Exercise calisthenics #2Kayla P. Solinsky is a guest author who is currently a fourth year PhD candidate in Hispanic Languages and Literatures at the University of Pittsburgh. You can follow her on twitter at @kayla_paulk or on her blog: http://crackthetower.wordpress.com.

Please allow me to state the obvious: graduate school is one of the most mentally and physically taxing experiences ever. Breaking a mental sweat while writing the dissertation proposal, applying for fellowships, and grading papers is a normal occurrence for most grad students. Unfortunately, breaking a literal sweat is not as common, but it really should be.

For many students, college is a place for having a fabulous body and sweating hard at the gym. Lucky for me, I was never a victim of gym culture peer pressure. My younger self always complained that the gym was always too far and far too sweaty. Working out was nowhere near my mind in my junior year, when I was diagnosed with severe depression. It seemed normal for the therapist to prescribe pills for the depression and other pills to counteract the side effects.

Five years later, after gradually weaning myself off of medication, I am in graduate school. The stress of constantly performing under pressure, dealing with frustration and self-doubt can potentially depress anyone. After a day of feeling particularly down, I found myself in the gym staring at the elliptical machine. I was surrounded by young, fit undergrads who could smell my fear and self consciousness. Despite my hesitancy, I hopped on the elliptical. Much to my disbelief, I pumped and sweated for a full ten minutes. Once a month turned into twice a week. Ten minutes evolved into twenty and thirty minutes. Now, I (the grad student formerly known as “Anti-gym” girl) am now running three miles or more on the treadmill without breaking too much of a sweat. My grad student husband can even tell a difference in my overall mood and self esteem. I reach for coffee less because my energy levels have increased since hitting the gym. I wish someone told me that feeling this good can come from working out. I wanted to fly back to California and shake my therapist.

Randomly wandering into the gym worked for my first workout, yet this may not happen for everyone. Here are 5 helpful tips for getting into the gym and (hopefully) returning:

1. Just DO it: In grad school, it seems that there is never enough time. The reality is that like anything you have to make time and prioritize your health. Unlike non-academics, there are many free gyms on campus that exist specifically for student wellness. Take advantage of these free workout spaces. If sweaty machines aren’t your thing, take advantage of the cheap (sometimes free) fitness classes that universities offer such as yoga, pilates, yogalates, boxing, swim class, Zumba, Tai Chi, etc. Hesitant about going alone the first time? Ask a fellow grad student or a friend to join you. The mutual accountability could be that necessary push to get you sweating.

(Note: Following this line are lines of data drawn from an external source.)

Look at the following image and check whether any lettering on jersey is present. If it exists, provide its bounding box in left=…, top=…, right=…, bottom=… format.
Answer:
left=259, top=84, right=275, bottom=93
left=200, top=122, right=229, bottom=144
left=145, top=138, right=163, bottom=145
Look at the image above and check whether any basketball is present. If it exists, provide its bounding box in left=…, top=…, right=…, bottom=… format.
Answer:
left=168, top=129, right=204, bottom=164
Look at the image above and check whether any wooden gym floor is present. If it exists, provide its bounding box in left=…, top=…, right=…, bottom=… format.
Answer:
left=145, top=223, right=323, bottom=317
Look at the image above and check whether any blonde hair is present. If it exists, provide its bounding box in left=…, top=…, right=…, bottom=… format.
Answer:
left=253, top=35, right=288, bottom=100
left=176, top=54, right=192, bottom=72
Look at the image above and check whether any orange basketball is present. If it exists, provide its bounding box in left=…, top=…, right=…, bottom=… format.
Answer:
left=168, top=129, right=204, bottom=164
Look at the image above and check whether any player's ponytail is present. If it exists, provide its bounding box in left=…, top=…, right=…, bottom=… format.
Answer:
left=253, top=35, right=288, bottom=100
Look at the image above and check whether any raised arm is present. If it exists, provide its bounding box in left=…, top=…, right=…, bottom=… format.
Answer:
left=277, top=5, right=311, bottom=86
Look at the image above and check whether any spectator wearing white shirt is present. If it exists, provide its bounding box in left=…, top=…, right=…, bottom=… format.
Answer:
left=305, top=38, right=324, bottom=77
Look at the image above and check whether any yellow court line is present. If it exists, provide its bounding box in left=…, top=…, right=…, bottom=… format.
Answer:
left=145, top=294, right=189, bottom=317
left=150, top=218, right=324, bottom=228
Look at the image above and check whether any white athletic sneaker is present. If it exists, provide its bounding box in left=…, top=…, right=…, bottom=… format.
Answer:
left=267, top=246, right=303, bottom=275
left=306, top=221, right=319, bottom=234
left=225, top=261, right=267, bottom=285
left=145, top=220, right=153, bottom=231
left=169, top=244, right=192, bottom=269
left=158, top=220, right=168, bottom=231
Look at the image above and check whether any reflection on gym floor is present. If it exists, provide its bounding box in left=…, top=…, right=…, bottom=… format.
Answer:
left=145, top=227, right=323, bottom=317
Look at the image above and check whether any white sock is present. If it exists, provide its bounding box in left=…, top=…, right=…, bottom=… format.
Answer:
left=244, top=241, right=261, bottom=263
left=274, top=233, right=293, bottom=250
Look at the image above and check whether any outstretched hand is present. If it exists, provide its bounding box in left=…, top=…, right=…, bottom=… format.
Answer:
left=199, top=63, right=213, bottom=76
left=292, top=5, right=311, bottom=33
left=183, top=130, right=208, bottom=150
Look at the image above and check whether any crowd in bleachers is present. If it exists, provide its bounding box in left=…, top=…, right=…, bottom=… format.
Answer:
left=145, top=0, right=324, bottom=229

2. Set aside fifteen minutes: There is no magic amount of time for working out. For graduate students fifteen minutes is a reasonable amount of time to step out of the library and get your heart pumping. Eventually, your body will let you know when to increase the amount of exercise time.

3. Write a workout journal: Keep track of each workout, how long you spent, what you did and how you felt during/ afterwards. You can even note your weight, BMI, and body fat percentages. I prefer alternating between Runkeeper and the notepad function on my ipod. An electronic or paper journal could also be helpful if you’re interested in adding even more detail including your overall emotional wellness pre and post workout.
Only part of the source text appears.